Eurex Clearing publishes study on capital efficiencies of central clearing
Eurex Clearing has published a study looking at maximising capital and cost efficiency through an integrated cross-product central counterparty (CCP) clearing service.
The study was supported by and commissioned to Oliver Wyman, a global management consulting firm.
The study reviews how new capital and collateral requirements impact derivatives and securities financing markets. The analysis shows that netting efficiency, default fund structure and collateral efficiency are core drivers for capital efficiency.
Sell- and buy-side participants alike can substantially lower their capital and funding cost by actively pooling clearing business on an integrated cross-product CCP. Besides achieving savings from cross-margining OTC and listed derivatives, significant efficiencies may be realised from cross-product exposure netting, an integrated default fund structure and collateral management services.

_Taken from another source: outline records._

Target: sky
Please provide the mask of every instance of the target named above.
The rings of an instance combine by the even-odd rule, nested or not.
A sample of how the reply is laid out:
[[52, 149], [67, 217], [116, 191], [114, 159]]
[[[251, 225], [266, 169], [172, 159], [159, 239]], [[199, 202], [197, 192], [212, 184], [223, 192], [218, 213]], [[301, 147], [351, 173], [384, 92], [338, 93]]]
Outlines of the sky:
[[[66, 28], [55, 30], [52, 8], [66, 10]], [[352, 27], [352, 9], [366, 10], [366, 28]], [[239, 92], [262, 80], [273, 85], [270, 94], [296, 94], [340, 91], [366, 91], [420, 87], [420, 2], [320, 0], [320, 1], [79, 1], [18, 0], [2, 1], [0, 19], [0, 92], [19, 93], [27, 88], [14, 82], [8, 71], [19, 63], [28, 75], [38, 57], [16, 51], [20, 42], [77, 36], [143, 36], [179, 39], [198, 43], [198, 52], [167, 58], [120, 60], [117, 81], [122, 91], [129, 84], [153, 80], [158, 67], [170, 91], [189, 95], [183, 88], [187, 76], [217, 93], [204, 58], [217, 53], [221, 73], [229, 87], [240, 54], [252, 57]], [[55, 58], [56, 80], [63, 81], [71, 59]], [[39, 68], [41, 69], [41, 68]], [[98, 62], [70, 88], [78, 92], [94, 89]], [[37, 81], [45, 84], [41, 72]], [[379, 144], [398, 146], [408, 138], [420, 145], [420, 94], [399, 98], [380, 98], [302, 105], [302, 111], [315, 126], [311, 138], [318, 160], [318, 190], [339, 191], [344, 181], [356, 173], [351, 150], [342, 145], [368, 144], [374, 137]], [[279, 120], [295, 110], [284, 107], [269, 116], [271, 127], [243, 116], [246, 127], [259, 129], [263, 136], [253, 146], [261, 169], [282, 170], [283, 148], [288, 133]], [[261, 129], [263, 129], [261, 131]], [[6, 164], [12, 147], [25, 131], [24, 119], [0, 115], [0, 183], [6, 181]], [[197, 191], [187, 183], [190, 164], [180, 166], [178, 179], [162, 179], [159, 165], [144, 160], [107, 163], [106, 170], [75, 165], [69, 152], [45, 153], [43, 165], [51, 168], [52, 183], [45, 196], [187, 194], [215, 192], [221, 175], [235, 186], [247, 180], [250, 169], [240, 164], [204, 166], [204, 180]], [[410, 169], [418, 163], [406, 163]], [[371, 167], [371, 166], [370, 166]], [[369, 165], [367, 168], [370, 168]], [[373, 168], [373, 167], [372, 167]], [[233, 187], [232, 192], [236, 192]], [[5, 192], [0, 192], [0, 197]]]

“The decision how to optimally allocate exposures across CCPs is the critical driver for sell- and buy-side participants in order to maximise efficiencies. Our analysis provides for the first time a full in-depth quantification from the perspective of a market participant. The results show that Eurex Clearing’s approach to create an integrated cross-product offering allows substantial cost savings,” says Matthias Graulich, chief client officer of Eurex Clearing.
New regulations to strengthen the safety and resilience of financial markets such as Basel III, Capital Requirements Directive IV (CRD IV) or EMIR increase capital and collateral requirements for derivatives and securities financing transactions. The study includes detailed case studies for typical portfolios of a global and a regional bank as well as for a mutual and a hedge fund and quantifies the cost components for interest rate derivatives, repo and securities lending exposures.
For these asset classes an integrated cross-product CCP structure with a broad collateral spectrum can deliver up to EUR4bn to EUR5bn incremental cost benefits to the European sell- and buy-side community combined.